Though I’d been wildly unaware, the desire must have been growing inside of me for quite some time because that was all it took to motivate me to switch schools. It made me crave something bigger. A wider variety of classes, new friends, big school dances, and of course, cheerleading in metro culturals. I had to the make the switch—I knew it was then, or never. And so, with just a few weeks of summer left before the start of the school year, my mom pulled me out of that school and enrolled in chittoor. The same high school my cousin attended many, many, many years prior (they’ll love me for that one!).
I was paralyzed with fear, and after my first day I was positive I’d made the wrong choice. After all, the friends I’d made at this school in chittoor(VDEM) were like scared-skin to me—I’d known them practically from then. And now…now I was the outsider with the funny clothes – What did they expect? I’d spent a lifetime wearing plaid jumpers and Monogrammed shirts!
I digress. A few months later, high school began to go just fine.It was all a great experience to say the least. But the one thing I missed dearly from my old school days were my family-like friends. It was hard to stay in touch. We were young, and our lives revolved around school, and the people in our immediate proximity. We didn’t drive yet, and our houses were all so far apart. I missed my best friend, desperately, but life just seemed to spiral on, and soon we lost toucjh in talking altogether. Not because of a fight, or anything bad. Our lives just went in different directions.
But last night, after 7-8 years, Harish and I got together for dinner . And we had the BEST time. We’d been trying to coordinate our schedules to get together since I moved , and we were having a hard time making it happen. Then, SUPER coincidentally, last time I ran into him and his mom in his apartment complex! There are cute shops and restaurants in his area, and we all happened to be walking around at the same time. None of us could believe it, and we decided it was fate giving us a good kick .

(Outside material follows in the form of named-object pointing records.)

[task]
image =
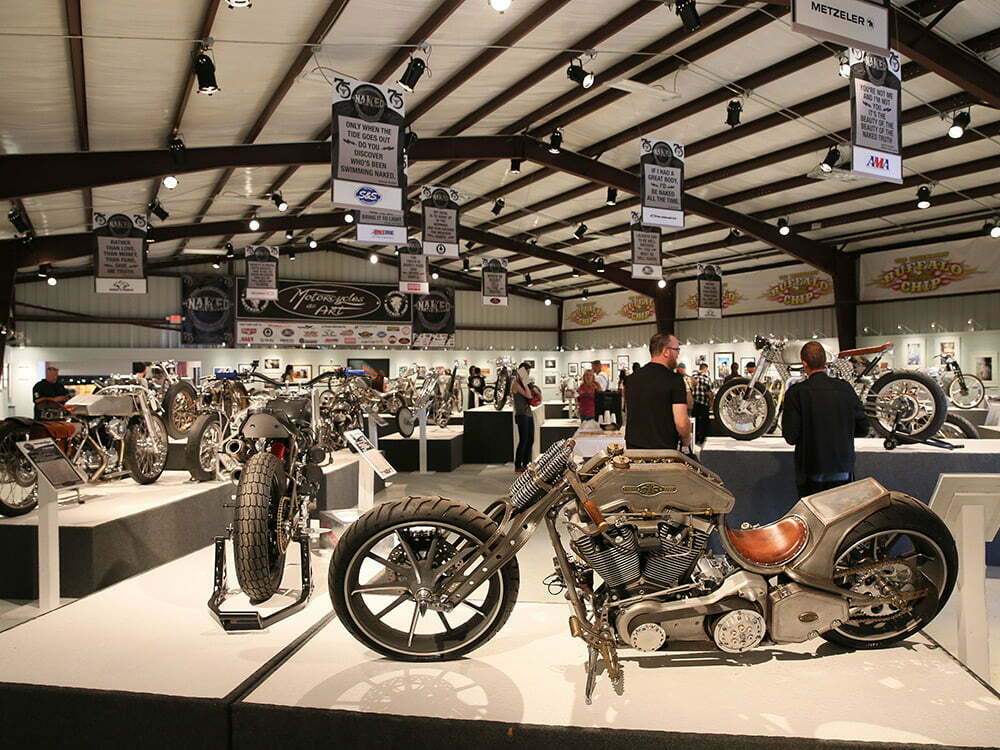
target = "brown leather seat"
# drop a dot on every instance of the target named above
(847, 353)
(774, 544)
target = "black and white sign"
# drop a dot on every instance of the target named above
(646, 262)
(495, 281)
(440, 219)
(207, 302)
(120, 262)
(661, 183)
(853, 23)
(367, 156)
(709, 292)
(262, 272)
(381, 227)
(875, 115)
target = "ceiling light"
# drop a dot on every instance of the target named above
(414, 69)
(958, 124)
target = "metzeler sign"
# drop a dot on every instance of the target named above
(854, 23)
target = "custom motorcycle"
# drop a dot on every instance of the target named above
(428, 578)
(899, 403)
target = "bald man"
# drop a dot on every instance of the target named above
(822, 416)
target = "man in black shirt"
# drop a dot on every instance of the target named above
(656, 400)
(49, 392)
(822, 416)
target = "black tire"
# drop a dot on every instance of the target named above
(257, 548)
(145, 463)
(206, 427)
(938, 399)
(922, 520)
(18, 482)
(179, 408)
(726, 392)
(503, 585)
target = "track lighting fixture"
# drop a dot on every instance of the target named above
(555, 141)
(414, 69)
(959, 123)
(733, 111)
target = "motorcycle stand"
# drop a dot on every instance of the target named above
(237, 620)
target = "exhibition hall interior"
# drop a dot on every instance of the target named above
(500, 373)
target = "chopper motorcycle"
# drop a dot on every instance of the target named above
(428, 579)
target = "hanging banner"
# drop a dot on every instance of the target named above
(367, 156)
(434, 318)
(646, 262)
(381, 227)
(207, 304)
(853, 23)
(262, 272)
(120, 259)
(875, 115)
(440, 212)
(413, 269)
(709, 292)
(661, 183)
(495, 281)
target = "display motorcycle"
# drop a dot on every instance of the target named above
(111, 433)
(899, 403)
(429, 578)
(964, 391)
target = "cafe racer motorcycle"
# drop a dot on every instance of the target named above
(429, 578)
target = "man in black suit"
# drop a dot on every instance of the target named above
(822, 416)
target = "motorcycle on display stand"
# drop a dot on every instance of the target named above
(904, 406)
(429, 579)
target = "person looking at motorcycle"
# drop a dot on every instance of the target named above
(657, 400)
(822, 416)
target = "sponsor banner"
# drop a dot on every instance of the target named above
(952, 268)
(381, 227)
(661, 181)
(495, 281)
(434, 318)
(770, 290)
(853, 23)
(875, 115)
(120, 259)
(646, 261)
(709, 292)
(369, 167)
(440, 220)
(207, 304)
(616, 309)
(262, 272)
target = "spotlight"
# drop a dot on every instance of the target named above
(414, 69)
(831, 159)
(688, 14)
(555, 141)
(733, 111)
(158, 210)
(958, 124)
(204, 70)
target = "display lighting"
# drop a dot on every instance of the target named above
(733, 111)
(414, 69)
(555, 141)
(959, 123)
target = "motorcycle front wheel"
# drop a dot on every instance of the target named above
(743, 412)
(903, 551)
(384, 577)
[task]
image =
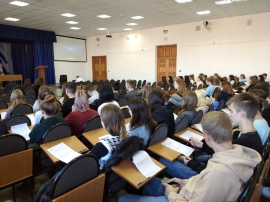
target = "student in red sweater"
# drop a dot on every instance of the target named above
(80, 114)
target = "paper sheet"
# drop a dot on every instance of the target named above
(176, 146)
(21, 129)
(63, 152)
(188, 134)
(144, 164)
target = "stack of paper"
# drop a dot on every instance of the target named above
(176, 146)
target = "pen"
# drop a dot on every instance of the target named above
(143, 181)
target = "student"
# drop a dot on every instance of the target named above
(49, 108)
(226, 166)
(142, 124)
(106, 96)
(94, 95)
(176, 98)
(70, 91)
(130, 88)
(112, 120)
(190, 102)
(159, 112)
(16, 98)
(80, 114)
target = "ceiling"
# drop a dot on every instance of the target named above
(46, 14)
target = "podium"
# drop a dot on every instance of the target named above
(41, 72)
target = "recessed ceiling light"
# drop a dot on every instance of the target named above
(12, 19)
(103, 16)
(19, 3)
(137, 17)
(132, 24)
(75, 28)
(69, 15)
(203, 12)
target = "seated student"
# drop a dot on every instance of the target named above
(226, 167)
(112, 120)
(49, 108)
(16, 98)
(90, 90)
(70, 91)
(225, 94)
(160, 112)
(176, 98)
(130, 85)
(80, 114)
(116, 87)
(106, 97)
(190, 102)
(142, 124)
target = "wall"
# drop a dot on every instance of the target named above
(230, 46)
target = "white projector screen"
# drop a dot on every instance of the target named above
(69, 49)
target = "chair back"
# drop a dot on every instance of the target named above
(17, 119)
(56, 132)
(160, 133)
(92, 124)
(22, 109)
(182, 124)
(77, 172)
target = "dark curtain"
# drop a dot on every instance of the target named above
(22, 54)
(44, 56)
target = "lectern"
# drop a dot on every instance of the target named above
(41, 72)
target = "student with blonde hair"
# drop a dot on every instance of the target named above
(16, 98)
(80, 114)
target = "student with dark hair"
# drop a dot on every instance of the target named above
(159, 112)
(70, 91)
(49, 108)
(142, 124)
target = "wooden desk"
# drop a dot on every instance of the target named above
(93, 135)
(73, 142)
(163, 151)
(128, 171)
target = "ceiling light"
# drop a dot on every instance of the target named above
(19, 3)
(75, 28)
(12, 19)
(137, 17)
(183, 1)
(72, 22)
(203, 12)
(103, 16)
(69, 15)
(132, 24)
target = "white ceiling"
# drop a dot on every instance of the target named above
(46, 14)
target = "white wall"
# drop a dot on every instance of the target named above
(230, 46)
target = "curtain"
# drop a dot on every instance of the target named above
(44, 56)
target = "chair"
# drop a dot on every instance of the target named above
(17, 119)
(92, 124)
(22, 109)
(159, 134)
(197, 117)
(123, 101)
(182, 124)
(126, 112)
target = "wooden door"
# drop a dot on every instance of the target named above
(166, 61)
(99, 68)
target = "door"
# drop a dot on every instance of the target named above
(166, 61)
(99, 68)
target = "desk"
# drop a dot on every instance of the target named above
(73, 142)
(93, 135)
(163, 151)
(128, 171)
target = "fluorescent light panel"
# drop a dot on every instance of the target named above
(19, 3)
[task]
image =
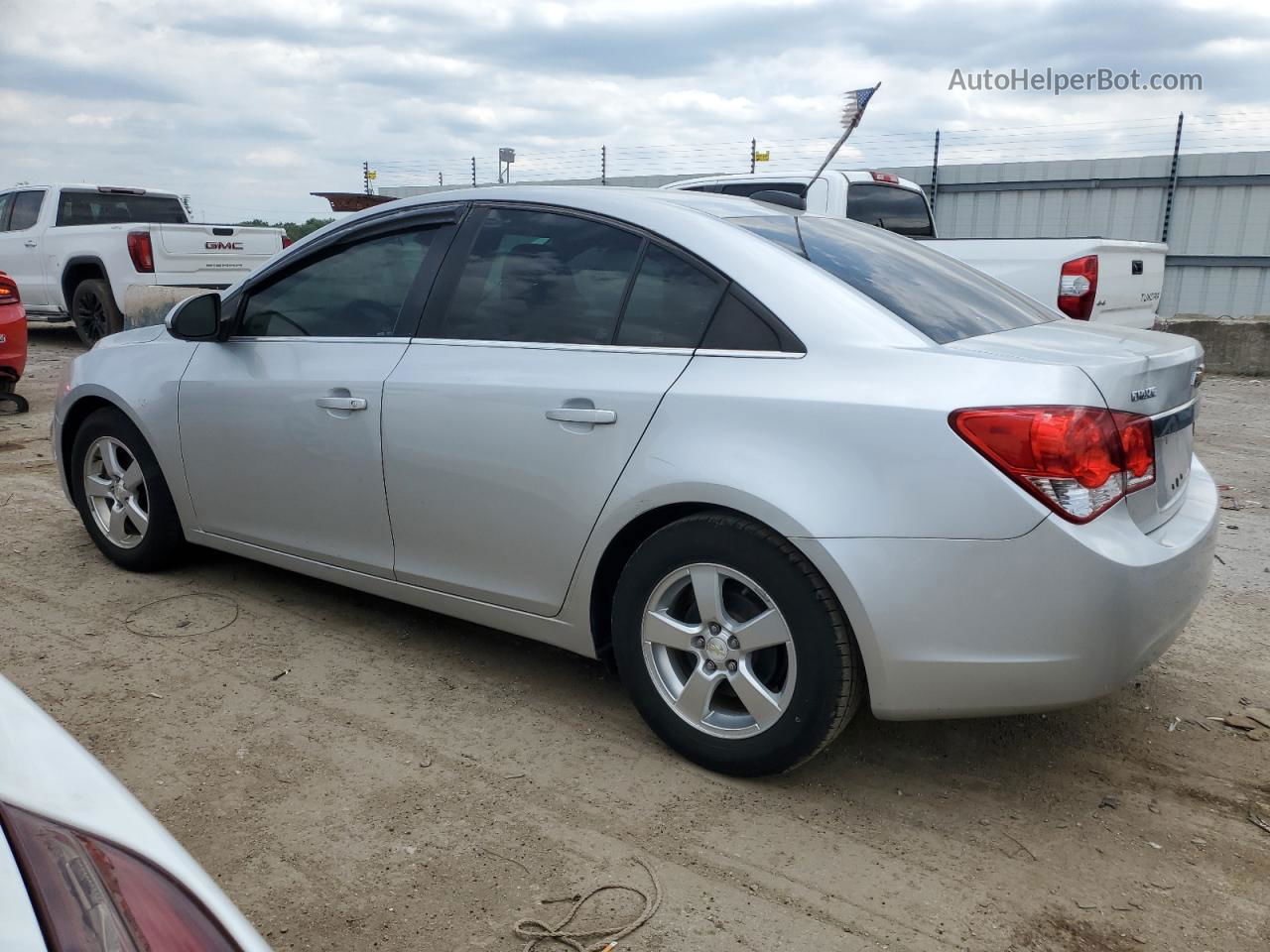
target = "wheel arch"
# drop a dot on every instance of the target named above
(624, 542)
(79, 270)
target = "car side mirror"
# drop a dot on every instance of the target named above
(195, 317)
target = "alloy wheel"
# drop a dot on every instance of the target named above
(719, 651)
(116, 492)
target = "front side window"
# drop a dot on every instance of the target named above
(541, 277)
(353, 293)
(898, 209)
(117, 208)
(26, 209)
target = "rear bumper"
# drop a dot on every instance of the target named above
(1062, 615)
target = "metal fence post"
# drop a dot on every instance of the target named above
(1173, 182)
(935, 175)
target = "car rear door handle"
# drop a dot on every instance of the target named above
(581, 414)
(340, 403)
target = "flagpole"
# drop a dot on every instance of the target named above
(838, 144)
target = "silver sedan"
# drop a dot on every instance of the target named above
(767, 463)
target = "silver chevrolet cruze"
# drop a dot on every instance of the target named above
(766, 462)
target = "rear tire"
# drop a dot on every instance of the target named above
(94, 312)
(753, 680)
(122, 497)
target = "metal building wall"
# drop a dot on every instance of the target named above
(1219, 235)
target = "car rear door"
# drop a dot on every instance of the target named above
(547, 348)
(280, 424)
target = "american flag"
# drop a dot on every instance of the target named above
(855, 108)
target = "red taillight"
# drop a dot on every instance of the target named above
(94, 896)
(1078, 460)
(1079, 286)
(141, 252)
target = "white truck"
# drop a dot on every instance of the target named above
(76, 252)
(1087, 278)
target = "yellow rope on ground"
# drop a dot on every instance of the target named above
(608, 937)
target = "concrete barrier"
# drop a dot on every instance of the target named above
(1229, 345)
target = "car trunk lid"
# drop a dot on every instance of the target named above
(1143, 372)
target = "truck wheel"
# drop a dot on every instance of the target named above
(94, 311)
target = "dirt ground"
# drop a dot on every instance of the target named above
(361, 774)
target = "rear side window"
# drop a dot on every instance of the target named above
(893, 208)
(354, 293)
(541, 277)
(939, 296)
(113, 208)
(671, 302)
(748, 188)
(26, 209)
(737, 326)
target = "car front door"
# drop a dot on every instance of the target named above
(280, 424)
(547, 348)
(21, 253)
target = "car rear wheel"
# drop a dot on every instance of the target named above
(94, 312)
(733, 647)
(122, 495)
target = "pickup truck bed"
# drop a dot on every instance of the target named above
(76, 250)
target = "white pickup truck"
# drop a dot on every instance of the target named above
(1087, 278)
(76, 250)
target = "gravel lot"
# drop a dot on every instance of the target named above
(357, 774)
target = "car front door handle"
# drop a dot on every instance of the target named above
(581, 414)
(340, 403)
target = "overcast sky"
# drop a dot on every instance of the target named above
(250, 104)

We sat for 4 hours catching up, laughing, eating good food, and becoming part of each other’s lives all over again. It was incredible—truly heartwarming—to know that a friend who made such an impact on my childhood, someone who I adored so much and spent so much concentrated time with, has turned into an amazing man who I still enjoy just as much. We picked up right where we left off (minus the braces and bad ----), and delved back into each other’s worlds with vigor and heart. There’s something so refreshing and real about spending time with friends who knew you back when, before you lost sight of your true self and starting trying to “grow up” and continuously transform yourself.
When we were finally ready to leave the restaurant, we walked out together and saw we’d parked in the exact same lot, right next to one another. Another crazy coincidence letting us know, once again, that despite the years passed and our different schooling and adult-life adventures, our friendship was, and still is, meant to be.